Lors de l’épidémie en 2014, les seules solutions disponibles étaient d’isoler les patients puis de les prendre en charge sans traitement adéquat. En 2019, avec les vaccins et les traitements expérimentaux qui sont à notre disposition, nous pouvons offrir la possibilité aux personnes de se protéger individuellement et d’avoir accès à des traitements prometteurs.
Selon les données communiquées, en début de l’épidémie, la plupart des proches des cas confirmés étaient vaccinés et suivis par les équipes du ministère de la santé, ce qui a sans doute participé à contrôler l’épidémie pendant quelques temps. C’est la première fois qu’une vaccination à cette échelle est mise en place et c’est un élément très positif.

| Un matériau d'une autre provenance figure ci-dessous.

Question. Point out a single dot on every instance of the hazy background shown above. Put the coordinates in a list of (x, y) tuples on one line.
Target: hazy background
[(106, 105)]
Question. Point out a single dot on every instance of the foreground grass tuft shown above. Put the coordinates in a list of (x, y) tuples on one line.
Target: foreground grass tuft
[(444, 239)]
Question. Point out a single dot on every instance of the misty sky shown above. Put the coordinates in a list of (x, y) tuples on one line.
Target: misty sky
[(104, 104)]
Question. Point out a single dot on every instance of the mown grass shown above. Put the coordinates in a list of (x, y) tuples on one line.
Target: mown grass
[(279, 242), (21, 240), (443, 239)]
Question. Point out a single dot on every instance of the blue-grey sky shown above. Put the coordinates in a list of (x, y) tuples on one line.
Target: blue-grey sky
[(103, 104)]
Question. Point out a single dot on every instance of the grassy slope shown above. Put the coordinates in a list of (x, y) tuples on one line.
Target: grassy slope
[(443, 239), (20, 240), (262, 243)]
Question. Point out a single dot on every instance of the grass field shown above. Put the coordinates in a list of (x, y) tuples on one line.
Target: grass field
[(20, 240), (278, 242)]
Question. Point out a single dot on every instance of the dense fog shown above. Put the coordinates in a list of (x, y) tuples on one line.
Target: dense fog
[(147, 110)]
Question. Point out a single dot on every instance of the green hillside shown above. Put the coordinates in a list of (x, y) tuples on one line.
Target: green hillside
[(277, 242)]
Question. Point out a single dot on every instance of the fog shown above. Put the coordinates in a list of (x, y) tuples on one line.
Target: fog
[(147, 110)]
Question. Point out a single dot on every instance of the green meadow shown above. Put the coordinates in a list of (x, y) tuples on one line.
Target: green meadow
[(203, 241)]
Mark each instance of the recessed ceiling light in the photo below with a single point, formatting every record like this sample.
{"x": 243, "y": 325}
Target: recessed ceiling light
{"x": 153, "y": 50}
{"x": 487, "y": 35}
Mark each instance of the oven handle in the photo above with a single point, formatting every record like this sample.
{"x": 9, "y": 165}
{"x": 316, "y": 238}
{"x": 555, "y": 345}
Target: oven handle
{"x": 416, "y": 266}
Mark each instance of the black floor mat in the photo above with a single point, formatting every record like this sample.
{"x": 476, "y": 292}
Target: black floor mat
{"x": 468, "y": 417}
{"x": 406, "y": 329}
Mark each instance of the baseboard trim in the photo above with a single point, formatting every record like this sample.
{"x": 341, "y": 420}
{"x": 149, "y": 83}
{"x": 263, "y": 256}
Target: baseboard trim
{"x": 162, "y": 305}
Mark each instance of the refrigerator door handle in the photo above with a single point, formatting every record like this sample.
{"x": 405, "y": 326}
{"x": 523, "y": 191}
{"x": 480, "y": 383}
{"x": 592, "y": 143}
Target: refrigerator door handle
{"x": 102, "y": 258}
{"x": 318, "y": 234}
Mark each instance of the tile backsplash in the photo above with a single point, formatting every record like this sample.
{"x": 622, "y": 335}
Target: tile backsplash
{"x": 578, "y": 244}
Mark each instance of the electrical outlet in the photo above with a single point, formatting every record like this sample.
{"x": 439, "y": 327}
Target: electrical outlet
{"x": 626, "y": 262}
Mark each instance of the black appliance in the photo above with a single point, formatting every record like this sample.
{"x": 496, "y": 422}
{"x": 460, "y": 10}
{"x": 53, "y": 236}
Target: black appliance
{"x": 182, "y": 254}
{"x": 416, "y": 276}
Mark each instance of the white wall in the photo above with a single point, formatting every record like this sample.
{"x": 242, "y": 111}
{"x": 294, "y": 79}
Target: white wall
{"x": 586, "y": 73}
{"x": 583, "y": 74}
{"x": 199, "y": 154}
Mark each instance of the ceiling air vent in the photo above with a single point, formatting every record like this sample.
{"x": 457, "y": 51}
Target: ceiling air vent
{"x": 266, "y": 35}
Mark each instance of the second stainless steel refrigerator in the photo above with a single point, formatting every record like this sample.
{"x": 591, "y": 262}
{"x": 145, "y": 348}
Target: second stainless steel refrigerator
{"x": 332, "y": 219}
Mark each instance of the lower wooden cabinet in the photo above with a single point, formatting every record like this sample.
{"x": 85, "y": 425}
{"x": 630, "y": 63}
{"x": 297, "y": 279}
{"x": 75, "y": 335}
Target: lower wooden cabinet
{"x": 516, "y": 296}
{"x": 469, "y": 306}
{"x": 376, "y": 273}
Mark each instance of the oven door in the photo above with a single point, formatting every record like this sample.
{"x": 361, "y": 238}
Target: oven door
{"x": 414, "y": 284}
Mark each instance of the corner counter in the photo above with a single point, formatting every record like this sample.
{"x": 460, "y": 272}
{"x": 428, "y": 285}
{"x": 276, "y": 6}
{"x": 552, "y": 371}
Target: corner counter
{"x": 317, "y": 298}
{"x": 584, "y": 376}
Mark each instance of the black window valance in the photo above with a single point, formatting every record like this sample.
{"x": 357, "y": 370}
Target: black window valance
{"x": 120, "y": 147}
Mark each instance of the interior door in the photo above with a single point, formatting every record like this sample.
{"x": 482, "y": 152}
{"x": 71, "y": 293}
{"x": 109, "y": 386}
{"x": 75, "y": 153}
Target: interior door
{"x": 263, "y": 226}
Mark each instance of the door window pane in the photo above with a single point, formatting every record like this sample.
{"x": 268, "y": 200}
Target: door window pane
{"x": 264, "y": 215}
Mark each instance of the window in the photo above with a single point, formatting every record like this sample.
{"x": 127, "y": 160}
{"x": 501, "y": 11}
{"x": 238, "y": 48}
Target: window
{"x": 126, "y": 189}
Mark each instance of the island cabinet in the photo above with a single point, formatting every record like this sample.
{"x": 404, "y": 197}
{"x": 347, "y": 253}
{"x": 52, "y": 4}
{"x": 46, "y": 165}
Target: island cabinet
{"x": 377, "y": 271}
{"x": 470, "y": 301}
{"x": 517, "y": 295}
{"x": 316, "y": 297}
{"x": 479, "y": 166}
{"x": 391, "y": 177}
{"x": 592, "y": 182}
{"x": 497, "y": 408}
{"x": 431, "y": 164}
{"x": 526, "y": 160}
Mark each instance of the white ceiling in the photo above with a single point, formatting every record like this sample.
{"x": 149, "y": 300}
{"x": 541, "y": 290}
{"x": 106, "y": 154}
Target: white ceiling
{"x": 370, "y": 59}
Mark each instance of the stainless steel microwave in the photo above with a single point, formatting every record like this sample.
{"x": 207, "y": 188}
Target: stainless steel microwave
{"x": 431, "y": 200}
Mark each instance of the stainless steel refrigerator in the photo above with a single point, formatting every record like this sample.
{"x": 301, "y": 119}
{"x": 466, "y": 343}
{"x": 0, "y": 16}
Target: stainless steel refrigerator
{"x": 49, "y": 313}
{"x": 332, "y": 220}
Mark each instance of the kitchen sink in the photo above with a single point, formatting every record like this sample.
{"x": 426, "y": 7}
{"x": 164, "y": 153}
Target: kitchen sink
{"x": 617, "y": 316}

Cette approche est-elle encore possible aujourd’hui?
Disons qu’elle doit être adaptée et renforcée. Actuellement, la vaccination s’organise "en anneau" ? Ceci implique de vacciner toutes les personnes ayant été en contact avec un cas d’infection à virus Ebola, ainsi que tous leurs contacts. Cette logique n’est pas mauvaise en soi. Mais la mise en œuvre opérationnelle reste longue et difficile (identification compliquée de tous les contacts individuellement), peu adaptée à l’insécurité qui sévit au Nord Kivu et finalement, le nombre de personnes vaccinées est trop faible pour limiter la propagation de l’épidémie. Les équipes rencontrent également des difficultés à acheminer les vaccins depuis Kinshasa qui doivent être conservés à une température constante de -60°C.
Il faudrait donc changer de stratégie pour venir à bout de l’épidémie…
Tout à fait et d’ailleurs, au mois de mai, les experts du groupe SAGE ont recommandé un changement de stratégie vaccinale en RDC afin que plus de personnes soient vaccinées. Jusqu’à présent, le principal obstacle à la mise en place d’une vaccination élargie était le stock limité du vaccin Merck (seul vaccin ayant démontré une efficacité en épidémie). Aujourd’hui, selon les dernières informations transmises par l’OMS – il semblerait qu’il y ait 600.000 doses du vaccin Merck. Si tel est le cas, il n’existe plus de raison valable pour ne pas renforcer en urgence la vaccination.
La population a compris l’utilité de la vaccination et demande à y avoir accès. Cependant, aujourd’hui, avec une cinquantaine des personnes vaccinées autour d’un cas confirmé, on peut estimer qu’environ ¼ à 1/3 des personnes à risque sont vaccinées. Le stock de vaccins présent en RDC est extrêmement faible, régulièrement inférieur à 1000 vaccins. Avec un approvisionnement au compte-gouttes et une recherche de cas complexe, nous ne sommes toujours pas dans une stratégie de réponse d’urgence.
Certains prédisent une fin rapide de l’épidémie pourtant aucun signe ne permet aujourd’hui de tirer une telle conclusion, au contraire! Nous avons récemment vu des alertes en Ouganda et à proximité de la frontière sud-soudanaise.
D’autres vaccins existent et devraient être testés en zone épidémique afin d’être prêt si cette épidémie s’étend mais aussi d’avoir un choix de vaccins plus large pour de prochaines épidémies.